Développement des TIC : Quand le numérique remet en cause l’accès à une information fiable
jeudi 14 septembre 2017
Dans le cadre du cycle de conférence des « Mardis du numérique », la Maison de la presse a abrité, avant-hier, une matinée de discussion sur le thème : « Les médias dans la tourmente du numérique : régulation ou libre expansion ». Si l’avènement du numérique a occasionné la démocratisation de l’information, l’accès à une information fiable pose encore problème dans le secteur des nouveaux médias qui sont obligés de concilier expansion et régulation.
La presse classique est-elle en train de céder face au développement exponentiel des nouveaux médias ? La réponse semble évidemment négative au vu des dérapages qui font légion sur les réseaux sociaux. Ces déviations résultent d’un manque de recoupement, d’absence de sources, de morale et de contexte dans l’information donnée… Face à cette situation, le professionnalisme des hommes de médias classiques suffit encore pour garantir longtemps à la profession du journalisme crédibilité et longévité.
Toutefois, dans un contexte d’explosion des Technologies de l’information et de la communication (Tic), a noté Ibrahima Nour Eddine Diagne, président de « African performance institute », l’accès à l’information est remis en cause par le numérique avec des contraintes liées, entre autres, à la rentabilité de l’information, la source, la morale, la réputation, l’éthique et la déontologie. Il s’agit, en effet, selon lui, de principes qui ne sont pas intégrés dans l’information fournis au niveau des réseaux sociaux. Faisant l’introduction de la thématique de la conférence d’ avant-hier des « Mardis du numérique », il a indiqué que les réseaux sociaux, contrairement au journalisme, n’ont pas de principe. On est en présence d’un système dans lequel n’importe qui publie n’importe quoi et n’importe comment. Ainsi, d’après Ibrahima Nour Eddine Diagne, il y a un véritable problème de recherche de vérité. « Les gens sont en face à des sources libres et à celles régulées », a-t-il fait observé. Comme dans chaque secteur, l’irruption du numérique dans le secteur des médias a complétement changé leur visage.

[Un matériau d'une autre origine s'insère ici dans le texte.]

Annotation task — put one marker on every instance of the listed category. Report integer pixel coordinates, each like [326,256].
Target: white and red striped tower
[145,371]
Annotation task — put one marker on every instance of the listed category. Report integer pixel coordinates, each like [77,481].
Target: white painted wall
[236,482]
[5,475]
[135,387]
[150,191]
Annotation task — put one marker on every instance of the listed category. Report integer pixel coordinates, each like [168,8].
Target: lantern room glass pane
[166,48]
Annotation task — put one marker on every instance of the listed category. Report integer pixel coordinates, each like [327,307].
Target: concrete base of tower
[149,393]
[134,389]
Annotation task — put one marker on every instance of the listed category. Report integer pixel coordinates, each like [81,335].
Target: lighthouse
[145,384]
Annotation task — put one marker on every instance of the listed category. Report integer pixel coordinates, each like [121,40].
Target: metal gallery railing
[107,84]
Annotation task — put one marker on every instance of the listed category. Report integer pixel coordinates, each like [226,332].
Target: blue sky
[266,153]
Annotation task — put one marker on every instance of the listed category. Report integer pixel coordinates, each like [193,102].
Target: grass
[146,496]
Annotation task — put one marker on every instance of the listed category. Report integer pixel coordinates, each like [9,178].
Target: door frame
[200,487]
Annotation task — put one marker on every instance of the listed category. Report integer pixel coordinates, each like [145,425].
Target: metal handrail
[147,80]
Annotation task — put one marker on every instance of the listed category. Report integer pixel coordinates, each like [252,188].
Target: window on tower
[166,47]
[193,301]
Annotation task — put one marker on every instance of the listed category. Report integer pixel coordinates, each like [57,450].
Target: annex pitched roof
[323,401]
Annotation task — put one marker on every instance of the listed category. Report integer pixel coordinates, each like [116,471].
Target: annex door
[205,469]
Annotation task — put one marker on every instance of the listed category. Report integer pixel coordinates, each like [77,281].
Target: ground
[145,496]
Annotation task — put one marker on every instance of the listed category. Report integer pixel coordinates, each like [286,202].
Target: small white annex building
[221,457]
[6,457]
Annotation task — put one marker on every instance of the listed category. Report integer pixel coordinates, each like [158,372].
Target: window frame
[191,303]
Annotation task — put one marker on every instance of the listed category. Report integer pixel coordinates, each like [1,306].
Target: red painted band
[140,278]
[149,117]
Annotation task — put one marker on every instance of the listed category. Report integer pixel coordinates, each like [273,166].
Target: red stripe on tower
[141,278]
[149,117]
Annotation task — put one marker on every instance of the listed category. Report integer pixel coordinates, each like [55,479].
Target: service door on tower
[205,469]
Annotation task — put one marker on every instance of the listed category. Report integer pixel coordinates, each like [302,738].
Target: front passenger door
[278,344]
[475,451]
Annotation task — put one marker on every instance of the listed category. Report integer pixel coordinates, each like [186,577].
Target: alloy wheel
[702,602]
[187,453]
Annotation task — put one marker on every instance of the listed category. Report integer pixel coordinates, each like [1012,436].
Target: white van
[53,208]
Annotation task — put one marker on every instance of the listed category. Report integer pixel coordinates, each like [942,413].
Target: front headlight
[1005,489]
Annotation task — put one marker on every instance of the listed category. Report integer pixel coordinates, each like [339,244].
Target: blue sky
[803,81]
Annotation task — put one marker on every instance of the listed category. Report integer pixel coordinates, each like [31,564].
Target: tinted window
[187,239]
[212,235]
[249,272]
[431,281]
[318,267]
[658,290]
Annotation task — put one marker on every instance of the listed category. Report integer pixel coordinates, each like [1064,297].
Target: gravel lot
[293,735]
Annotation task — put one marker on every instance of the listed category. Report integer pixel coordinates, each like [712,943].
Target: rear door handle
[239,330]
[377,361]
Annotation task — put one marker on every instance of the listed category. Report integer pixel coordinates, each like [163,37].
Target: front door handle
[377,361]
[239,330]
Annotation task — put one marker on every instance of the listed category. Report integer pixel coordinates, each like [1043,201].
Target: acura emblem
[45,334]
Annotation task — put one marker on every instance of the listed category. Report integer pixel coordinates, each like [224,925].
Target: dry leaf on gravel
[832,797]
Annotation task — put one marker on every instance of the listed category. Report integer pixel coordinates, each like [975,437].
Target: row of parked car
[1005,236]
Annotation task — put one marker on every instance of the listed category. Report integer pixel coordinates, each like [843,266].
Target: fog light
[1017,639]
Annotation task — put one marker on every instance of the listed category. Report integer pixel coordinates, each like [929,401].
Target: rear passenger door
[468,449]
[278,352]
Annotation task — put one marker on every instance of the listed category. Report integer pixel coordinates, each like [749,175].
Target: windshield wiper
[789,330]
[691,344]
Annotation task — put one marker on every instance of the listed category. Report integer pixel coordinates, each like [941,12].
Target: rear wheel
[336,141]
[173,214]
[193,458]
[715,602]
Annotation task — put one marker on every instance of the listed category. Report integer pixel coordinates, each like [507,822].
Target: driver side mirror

« On avait l’habitude de recevoir l’information par le biais de la radio, la presse écrite ou la télévision. Mais aujourd’hui, on reçoit l’information à travers des réseaux que nous ne maîtrisons pas. C’est pourquoi les repères sont maintenant brouillés. On ne se sait plus par quel pied danser », a souligné Abdoulaye Sakho, professeur agrégé en droit à l’Université Cheikh Anta Diop de Dakar. Selon lui, au Sénégal, les entreprises de presse n’ont pas su anticiper la révolution numérique. Elles l’ont plutôt « subi ». Cela, si l’on se base sur les nouveaux métiers que demandent cette révolution et la manière de traiter l’information. M. Sakho a attiré l’attention sur le déficit d’organisation et d’innovation.
Sensibiliser les citoyens
Si l’actualité révèle des dérapages au niveau des réseaux sociaux, le Sénégal dispose pourtant d’un arsenal juridique impactant les usages, les pratiques et les comportements sur Internet. A en croire Dr Mouhamadou Lô, expert en Droit numérique et conseiller juridique de l’Adie, dans notre pays, « il n’y a pas de vide juridique, tous les comportements sont impactés par les dispositifs juridiques ». De son point de vue, l’Etat doit se donner les moyens de pouvoir sensibiliser les citoyens car « le tout répressif ne peut pas régler le problème ». M. Lô a ainsi appelé à une autorégulation de la part des usagers.
« Ce qu’on ne peut pas faire dans la vie réelle, on ne doit pas le faire sur le numérique. Il faut qu’il y ait un changement de comportement avant même qu’on parle de loi. C’est un esprit de société… », a-t-il soutenu. L’expansion des nouveaux médias, qui participent à la vitalité de la démocratie, est aussi une menace à la liberté individuelle tant certains droits et principes sont violés dans l’espace virtuel.
Mouhamadou Lô a insisté, dans ses recommandations, sur la nécessité d’adapter et de renouveler la législation, en faisant le link entre les normes et les comportements, mais également de responsabiliser les acteurs à travers la sensibilisation et la formation.